Trump Gives New Volatility to Defense Stocks in 140 Charactersby and
Contractors decline as president-elect takes on F-35 costs
Lockheed’s program is latest target after Boeing, Ford
Investors who rushed to snap up defense company stocks in the belief Donald Trump would bolster military spending may be in for a roller coaster ride.
With 140-character broadsides aimed at Lockheed Martin Corp.’s F-35 fighter and Boeing Co.’s Air Force One makeover, the president-elect has introduced new volatility to the normally staid sector. While drugmakers and Ford Motor Co. have also felt his wrath, the outburst against the world’s largest defense company and “out of control” costs for its marquee program underscored the new risk looming in a bull market for weapons-makers.
“The president-elect seems ready to attack any industry that displeases him,” said Loren Thompson, an analyst with the Lexington Institute. “Military contractors who think they can count on a program plan have to wonder what all this impulsive behavior by the president-elect portends for the future.”
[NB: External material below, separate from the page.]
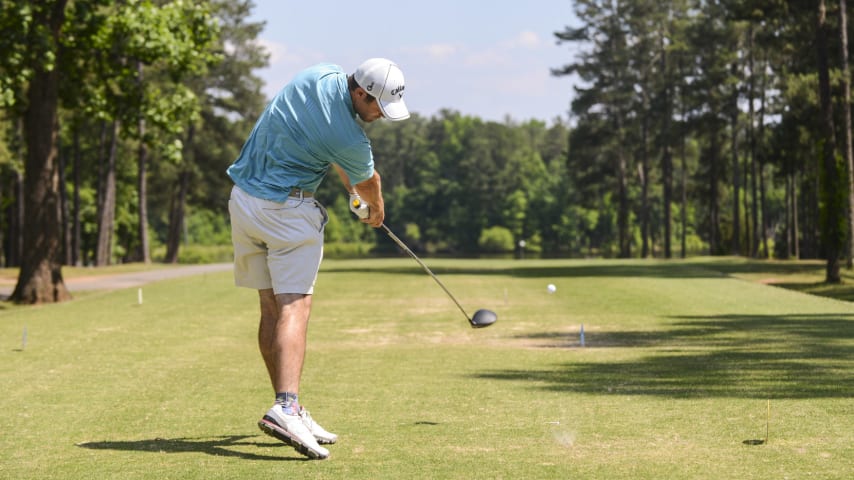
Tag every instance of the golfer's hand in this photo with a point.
(359, 207)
Military budgets from Europe to Southeast Asia are rising as nations bolster their defenses to counter the growing influence of Russia and China. While U.S. defense spending is poised to grow under Trump, margins for contractors are hovering near 60-year highs, leaving them susceptible to “simplistic criticisms on the overall levels of cost,” Carter Copeland, an analyst at Barclays Plc, wrote in a note to clients Tuesday.
Lockheed fell 0.7 percent to $251.30 at 12:52 p.m. in New York, adding to Monday’s drop of 2.5 percent. Northrop Grumman Corp. slid 0.4 percent to $231.14 while Raytheon Co. dropped 0.8 percent to $142.70. Declines during the last week have erased much of a post-election rally, when investors bet the companies would win out from Trump’s goal of boosting the “depleted” military.
“Whether there is any real policy reform of significance on the horizon is up for debate,” Copeland said. “But for now that seems to be less important to short-term trading, which is seizing on the industry’s vulnerability to criticism on costs/profits.”
Trump has gone after major U.S. companies over the past month, assailing Boeing last week over the development budget for Air Force One and badgering United Technologies Corp. for a plan to move some U.S. jobs to Mexico in its Carrier air-conditioning unit.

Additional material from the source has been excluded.